Le temps de travail effectif est défini par l’article L.211-1 du Code du travail comme la période pendant laquelle le salarié est à la disposition de l’employeur et doit se conformer à ses directives sans pouvoir vaquer librement à des occupations personnelles.
Les déplacements entre le domicile du salarié et le premier lieu d’intervention, ainsi qu’entre le dernier lieu d’intervention et le domicile, relèvent du temps de trajet domicile-travail et ne sont pas assimilés à du temps de travail effectif, sauf disposition plus favorable prévue par convention collective ou accord d’entreprise.
Conditions d’exercice
Pour que le temps de déplacement soit considéré comme du temps de travail effectif et rémunéré, les conditions suivantes doivent être réunies :
- Le déplacement doit intervenir entre deux lieux d’intervention distincts, sur instruction de l’employeur, au cours d’une même journée de travail.
- Le salarié doit être à la disposition de l’employeur pendant ce déplacement, sans pouvoir disposer librement de son temps.
- Le déplacement doit être nécessaire à l’exécution des missions confiées par l’association.
Les déplacements effectués à la demande expresse du salarié, en dehors de toute contrainte organisationnelle imposée par l’employeur, ne sont pas assimilés à du temps de travail effectif.
Modalités pratiques
La durée des déplacements entre interventions doit être comptabilisée dans le temps de travail journalier du salarié et rémunérée au taux horaire habituel, sauf disposition conventionnelle plus favorable. Il appartient à l’employeur de mettre en place un système fiable d’enregistrement des temps de déplacement, par exemple via des feuilles de route, des applications de gestion ou des relevés d’heures.
Les frais de déplacement (kilométriques, transports en commun, etc.) sont distincts de la rémunération du temps de déplacement et doivent être remboursés conformément aux dispositions du Code du travail et, le cas échéant, à la convention collective applicable au secteur des soins et de l’aide à domicile.

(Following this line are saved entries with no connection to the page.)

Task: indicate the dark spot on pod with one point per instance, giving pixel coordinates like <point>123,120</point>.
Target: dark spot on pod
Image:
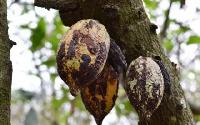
<point>73,43</point>
<point>91,46</point>
<point>90,24</point>
<point>101,57</point>
<point>86,60</point>
<point>103,104</point>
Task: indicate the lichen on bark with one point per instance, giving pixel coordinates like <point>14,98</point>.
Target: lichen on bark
<point>5,67</point>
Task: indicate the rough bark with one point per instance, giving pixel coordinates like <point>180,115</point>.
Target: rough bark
<point>5,67</point>
<point>128,24</point>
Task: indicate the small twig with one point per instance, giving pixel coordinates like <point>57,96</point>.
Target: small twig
<point>165,25</point>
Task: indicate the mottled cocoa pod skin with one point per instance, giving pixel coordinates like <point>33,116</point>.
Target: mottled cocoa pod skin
<point>100,96</point>
<point>82,54</point>
<point>144,86</point>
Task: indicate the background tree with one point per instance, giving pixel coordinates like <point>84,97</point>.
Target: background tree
<point>44,43</point>
<point>5,67</point>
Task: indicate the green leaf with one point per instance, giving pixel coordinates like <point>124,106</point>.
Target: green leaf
<point>31,117</point>
<point>26,95</point>
<point>38,34</point>
<point>168,45</point>
<point>193,40</point>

En cas de litige sur la durée ou la rémunération des temps de déplacement, la charge de la preuve incombe à l’employeur, qui doit pouvoir justifier de l’organisation du travail et des déplacements imposés.

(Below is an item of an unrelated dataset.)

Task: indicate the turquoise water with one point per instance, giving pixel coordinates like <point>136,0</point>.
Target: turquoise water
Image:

Pratiques et recommandations
Il est recommandé aux associations de :
- Formaliser dans le contrat de travail ou le règlement interne les modalités de prise en compte et de rémunération des temps de déplacement.
- Sensibiliser les salariés à l’importance de l’enregistrement précis des temps de déplacement entre interventions.
- Prévoir, dans la mesure du possible, une organisation des tournées permettant d’optimiser les temps de déplacement et de limiter les périodes non productives.
- Vérifier régulièrement la conformité des pratiques internes avec la convention collective sectorielle et la législation nationale.
L’employeur doit veiller à ce que la charge de travail, y compris les temps de déplacement, respecte les durées maximales de travail et les temps de repos prévus par le Code du travail.
Cadre juridique
- Article L.211-1 du Code du travail : définition du temps de travail effectif.
- Article L.211-4 du Code du travail : modalités de décompte du temps de travail.
- Convention collective de travail pour le secteur d’aide et de soins à domicile (dernière version en vigueur en 2025) : dispositions spécifiques sur la prise en compte et la rémunération des temps de déplacement.
- Jurisprudence nationale constante : reconnaissance du temps de déplacement entre interventions comme temps de travail effectif.
Note
Il est essentiel de distinguer clairement les temps de déplacement assimilés à du temps de travail effectif de ceux qui relèvent du trajet domicile-travail. Une mauvaise application de ces règles expose l’association à des risques de contentieux prud’homaux et à des sanctions administratives en cas de contrôle de l’Inspection du travail et des mines (ITM).